Morals must not be lost in the fog of war

Last week, the US Department of Justice released a report on the legal framework that had governed the United States’ subsequent treatment of prisoners in the post-911 world. The US Government had hired lawyers to craft some justification for ‘enhanced interrogation techniques’ of captured suspects, and said lawyers had performed their jobs with no small degree of legal creativity. 

Thursday, March 04, 2010

Last week, the US Department of Justice released a report on the legal framework that had governed the United States’ subsequent treatment of prisoners in the post-911 world. The US Government had hired lawyers to craft some justification for ‘enhanced interrogation techniques’ of captured suspects, and said lawyers had performed their jobs with no small degree of legal creativity.  The report was critical of the lawyers in question and their attempts at legal obfuscation.

The issue went to the one of the core dilemmas in the United States debate over torture: should the United States make its moral standing an important part of its decision-making process?

Many opponents of torture argued that engaging in such activities put the United States on the same moral plane as their enemies who seek to destroy them.

They argue that going down the torture path would irrevocably corrupt the soul of the nation. This is a somewhat melodramatic but essentially accurate depiction of their position.

Proponents of the status-quo argue that the ethic core of the nation has to give way to national security concerns. ‘We are at war so the rules of the game have changed’ they argue.

They see dwelling on morals and ethics as weak and unrealistic in times of war- in this case the war on terrorism. Of course the fact that this could be a perpetual war is a complication they are unwilling to face. If war is never-ending, then the moral compromises therein are never-ending too.

Another intriguing report caught my attention last week- this time not a government document but an academic paper.

The paper looked at Countries who had signed the International Convention on Torture and looked at whether signing and ratifying the convention had an effect on the Countries’ actual stance on torture and overall human rights record. They discovered that the opposite was true.

Governments which were notorious human rights abusers signed the convention with the full intention of ignoring them. The point of doing so was to put on a show of strength for opponents.

The twisted but sly logic behind this was to send a message that the Government in question could afford to risk the wrath of public opinion to carry on business as usual. Signing a convention against torture, perversely, becomes an interest to entrench torture.

Both items interested me because they go to the heart of one of the main dilemmas of international relations: Does a nation have a moral character that it should project?

It is not just the Americans who are worried about the moral core of their Nation of course. Most Countries to different degrees face this issue, but it is a complex one.

The Countries who signed the Torture convention as a way to entrench unethical and violent governance assume that moral concerns must inevitably give way to the ruthless nature of totalitarian government. They assume that projecting an ethical centre is a luxury or at best completely irrelevant to governance.

They might even argue that a Country is an amoral entity in much the same way that a corporation is, so talk of a ‘moral nation’ is a tricky affair.
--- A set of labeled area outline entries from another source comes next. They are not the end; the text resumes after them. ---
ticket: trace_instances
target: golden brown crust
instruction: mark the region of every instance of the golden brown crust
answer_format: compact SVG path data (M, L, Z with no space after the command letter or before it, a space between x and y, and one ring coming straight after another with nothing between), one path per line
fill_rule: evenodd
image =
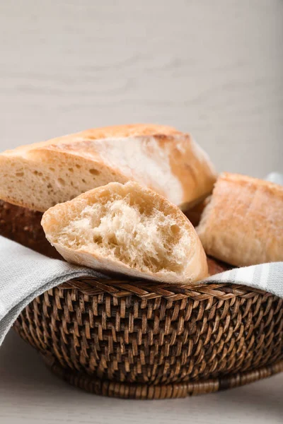
M174 225L178 225L179 238L185 240L185 242L182 241L182 243L178 245L178 249L180 249L178 254L182 254L185 259L181 268L178 269L178 271L171 271L171 269L166 269L166 267L164 268L165 266L163 264L158 271L152 272L149 268L147 268L148 271L144 271L139 269L138 266L132 266L129 264L126 259L120 260L116 257L113 257L109 249L102 250L98 249L98 245L96 245L96 242L93 241L92 226L86 226L84 232L80 233L76 232L74 228L67 230L70 221L74 220L76 220L76 228L81 228L82 225L85 225L83 221L86 218L82 219L81 216L82 212L86 208L96 204L105 205L109 201L112 201L113 199L118 199L119 200L127 199L129 202L127 204L132 205L129 207L132 208L132 211L135 210L133 205L139 205L140 210L143 211L141 213L144 214L144 216L146 216L147 222L153 219L152 217L158 211L163 213L164 220L167 220L169 225L171 225L171 223L172 222L174 223ZM103 216L103 222L105 223L105 216ZM79 221L80 219L82 219L81 223ZM91 216L89 219L92 220ZM115 215L116 226L117 225L117 219ZM78 224L78 220L79 224ZM125 221L122 220L120 218L119 225L124 225L125 223ZM91 224L91 225L93 225L93 223ZM154 225L155 225L155 224ZM84 265L104 272L121 273L136 278L149 278L154 281L175 284L192 283L205 278L208 274L204 252L200 240L190 221L178 207L168 202L167 199L149 189L142 187L134 182L128 182L125 185L110 183L106 186L98 187L83 193L72 201L57 204L50 208L43 214L42 225L47 240L67 261L71 263ZM122 227L120 226L120 228L121 228ZM139 237L139 244L142 245L143 242L143 233L137 228L138 227L134 228L134 232L138 235L136 235L135 237ZM154 231L156 228L155 227ZM87 232L89 232L87 233ZM71 244L69 243L68 234L71 235L72 240L75 237L75 242L72 242ZM107 235L108 233L103 233L100 235L100 238L104 239L105 237L107 237ZM86 243L85 240L88 240L88 235L90 235L91 241ZM116 234L111 237L116 239ZM132 232L127 233L127 243L128 247L131 247L132 250L134 249L134 245L131 244L132 237ZM177 235L174 235L173 239L176 242ZM101 243L101 242L100 242ZM173 240L172 242L173 242ZM150 256L151 251L149 252L148 241L145 242L144 246L146 247L146 254ZM119 245L118 250L120 250L120 247L121 245ZM166 252L168 251L167 247L166 250ZM138 257L139 254L142 254L140 251L136 248L135 257ZM152 254L154 254L153 252ZM159 257L161 254L159 252ZM175 257L171 254L170 257L171 264L173 263L174 259Z
M221 175L197 231L207 254L236 266L283 260L283 187Z
M91 129L0 154L0 199L42 211L96 187L129 180L184 209L207 195L215 179L192 138L166 126Z
M63 258L45 237L41 212L11 205L0 200L0 235L45 256Z

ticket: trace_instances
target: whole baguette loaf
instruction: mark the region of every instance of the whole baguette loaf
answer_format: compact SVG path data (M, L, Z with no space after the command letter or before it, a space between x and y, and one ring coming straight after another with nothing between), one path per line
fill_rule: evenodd
M51 258L62 259L45 237L42 212L0 200L0 235Z
M68 261L169 283L208 274L205 253L175 205L134 182L110 183L47 211L42 225Z
M221 175L197 232L207 254L228 264L283 261L283 187Z
M161 125L90 129L0 154L0 199L44 212L108 182L134 180L187 209L216 175L190 135Z

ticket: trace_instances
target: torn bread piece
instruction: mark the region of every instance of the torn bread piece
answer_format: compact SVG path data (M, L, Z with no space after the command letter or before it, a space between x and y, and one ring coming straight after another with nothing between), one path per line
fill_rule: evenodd
M50 243L68 261L175 284L207 276L200 240L180 209L136 182L110 183L44 214Z
M164 125L89 129L0 154L0 199L41 212L127 181L187 210L212 191L215 180L207 155L192 137Z
M207 254L227 264L283 261L283 187L221 174L197 232Z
This would be untenable because obviously a Government affects its citizens in many more ways than a corporation could ever dream of- for example they have the power to punish its’ citizens with the full force of the law.

Ultimately a nation does have a moral core in much the same way a person does. This moral core is an aggregation of the actions of both public and private actors. After all, it is not just Governments and public institutions that project the moral centre of a nation: the citizens as a bloc do the same thing, in both a cultural and a day-to-day framework.

In that sense, I think the Americans who are anti-torture have something in their favour: they recognize that a Country does have an ethical core.

Morality is never a luxury or an irrelevance. More importantly, they realize that this must be defended even in times of strife.